When a drug doesn't have a competitor product, Medicaid programs “are unable to exert significant leverage for negotiating supplemental rebates due to the MDRP's coverage requirements,” NAMD said.
NAMD also said states need different tools to address “high-cost, high-impact” drugs.
“The traditional drug management tools available to state Medicaid agencies, such as prior authorization and generic substitution, are ineffective in addressing similarly situated drug therapies,” NAMD said. “Outside of Medicaid managed care programs, states are generally not allowed to use cost containment tools (for example, closed drug formularies, tiered copayments, mandatory mail order) used by private purchasers to control drug spending.”
NAMD also said that states need access to clinical trial data “in order to design the most appropriate coverage benefit for pharmaceutical therapies.”
“Data transparency is necessary if states are to engage in risk-based arrangements with pharmaceutical manufacturers,” NAMD said.
In separate comments, the National Committee to Preserve Social Security and Medicare said it “strongly support policies that incorporate effectiveness research into coverage and pricing decisions.”
“These policies can create an incentive for manufacturers to produce products that generate genuine clinical advancement, and to set reasonable prices,” the committee said. For example, the committee said Congress should consider legislation that would allow Medicare to return to using its least costly alternative policy, under which Medicare “reimburses at the cost of the least costly therapeutically equivalent therapy.”

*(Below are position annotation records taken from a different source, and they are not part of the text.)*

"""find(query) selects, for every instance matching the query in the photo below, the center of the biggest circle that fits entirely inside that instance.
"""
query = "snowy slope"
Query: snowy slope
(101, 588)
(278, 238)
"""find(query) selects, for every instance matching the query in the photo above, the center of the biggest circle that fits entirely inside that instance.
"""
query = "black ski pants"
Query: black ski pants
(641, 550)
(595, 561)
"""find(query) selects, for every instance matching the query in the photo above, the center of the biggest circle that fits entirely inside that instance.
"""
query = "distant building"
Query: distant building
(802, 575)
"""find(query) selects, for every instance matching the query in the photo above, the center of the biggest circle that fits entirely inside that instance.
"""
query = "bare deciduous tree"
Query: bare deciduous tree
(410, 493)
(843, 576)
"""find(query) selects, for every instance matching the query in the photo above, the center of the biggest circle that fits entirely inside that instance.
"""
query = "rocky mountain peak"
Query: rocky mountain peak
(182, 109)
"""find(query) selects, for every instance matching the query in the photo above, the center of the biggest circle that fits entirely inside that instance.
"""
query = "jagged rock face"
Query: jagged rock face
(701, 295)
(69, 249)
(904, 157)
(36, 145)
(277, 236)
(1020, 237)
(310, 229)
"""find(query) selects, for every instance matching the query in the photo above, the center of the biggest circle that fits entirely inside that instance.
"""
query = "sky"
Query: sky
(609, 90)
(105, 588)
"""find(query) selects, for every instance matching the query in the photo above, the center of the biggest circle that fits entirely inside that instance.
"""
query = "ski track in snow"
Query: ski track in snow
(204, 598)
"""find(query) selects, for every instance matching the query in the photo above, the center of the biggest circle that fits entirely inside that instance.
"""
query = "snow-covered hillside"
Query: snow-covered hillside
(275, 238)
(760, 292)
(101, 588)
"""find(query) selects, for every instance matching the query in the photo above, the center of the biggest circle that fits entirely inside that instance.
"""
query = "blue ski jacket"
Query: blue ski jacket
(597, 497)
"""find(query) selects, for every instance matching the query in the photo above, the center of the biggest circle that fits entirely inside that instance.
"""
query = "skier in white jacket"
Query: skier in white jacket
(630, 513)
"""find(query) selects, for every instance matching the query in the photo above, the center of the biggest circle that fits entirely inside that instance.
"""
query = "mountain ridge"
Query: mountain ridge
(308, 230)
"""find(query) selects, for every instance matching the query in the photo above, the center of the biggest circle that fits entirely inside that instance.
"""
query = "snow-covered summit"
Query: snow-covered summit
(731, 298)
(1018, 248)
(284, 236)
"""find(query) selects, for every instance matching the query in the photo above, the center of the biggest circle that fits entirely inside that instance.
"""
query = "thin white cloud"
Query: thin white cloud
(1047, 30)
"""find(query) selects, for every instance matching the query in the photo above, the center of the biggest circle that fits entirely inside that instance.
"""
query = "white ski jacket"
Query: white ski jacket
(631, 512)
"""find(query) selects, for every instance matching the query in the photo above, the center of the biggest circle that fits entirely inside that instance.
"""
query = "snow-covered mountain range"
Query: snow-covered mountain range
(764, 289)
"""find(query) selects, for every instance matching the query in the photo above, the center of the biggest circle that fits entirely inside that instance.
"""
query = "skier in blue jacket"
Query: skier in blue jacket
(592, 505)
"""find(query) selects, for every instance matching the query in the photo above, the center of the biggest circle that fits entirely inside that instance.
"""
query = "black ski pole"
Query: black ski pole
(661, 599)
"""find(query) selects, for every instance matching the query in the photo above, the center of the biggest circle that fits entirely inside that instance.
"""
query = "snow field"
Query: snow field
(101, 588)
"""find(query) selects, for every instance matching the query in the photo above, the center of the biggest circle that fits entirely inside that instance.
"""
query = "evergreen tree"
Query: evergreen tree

The Pharmaceutical Research and Manufacturers of America (PhRMA) said “looking at the cost of new medicines in isolation obscures the savings they produce through better, more effective care and can unintentionally lead to distorted policy conclusions.”
“Continued advances in biopharmaceutical innovation represent the best opportunity to improve health outcomes and control future health care costs,” PhRMA said. “Unlike most health care services, medicines allow patients to avoid costlier services, such as emergency room visits and long-term care.”
In its comments, the Biotechnology Innovation Organization (BIO) said it “continues to be concerned that the dialogue around the value of innovative therapies is increasingly focused on too-short a timeframe and/or on a single element of value only.”
“Instead, value must be assessed across the entire time course over which the therapy's benefits and costs accrue, and the assessment must be holistic,” BIO said. “Innovative therapies have the unique potential to significantly improve the standard of care, mitigating or curing chronic diseases that would have otherwise required a patient to receive treatment over years or decades.”
BIO also said health insurances doesn't “always translate to access to care, especially for some of the sickest, most vulnerable patients” who are often subject to high cost-sharing requirements.
“Thus, we urge policymakers to work with a diversity of stakeholders to consider mechanisms to improve patient access to innovative therapies, including, but not limited to, ensuring that existing federal prohibitions on non-discrimination are enforced such that patients are not penalized for characteristics beyond their control,” BIO said.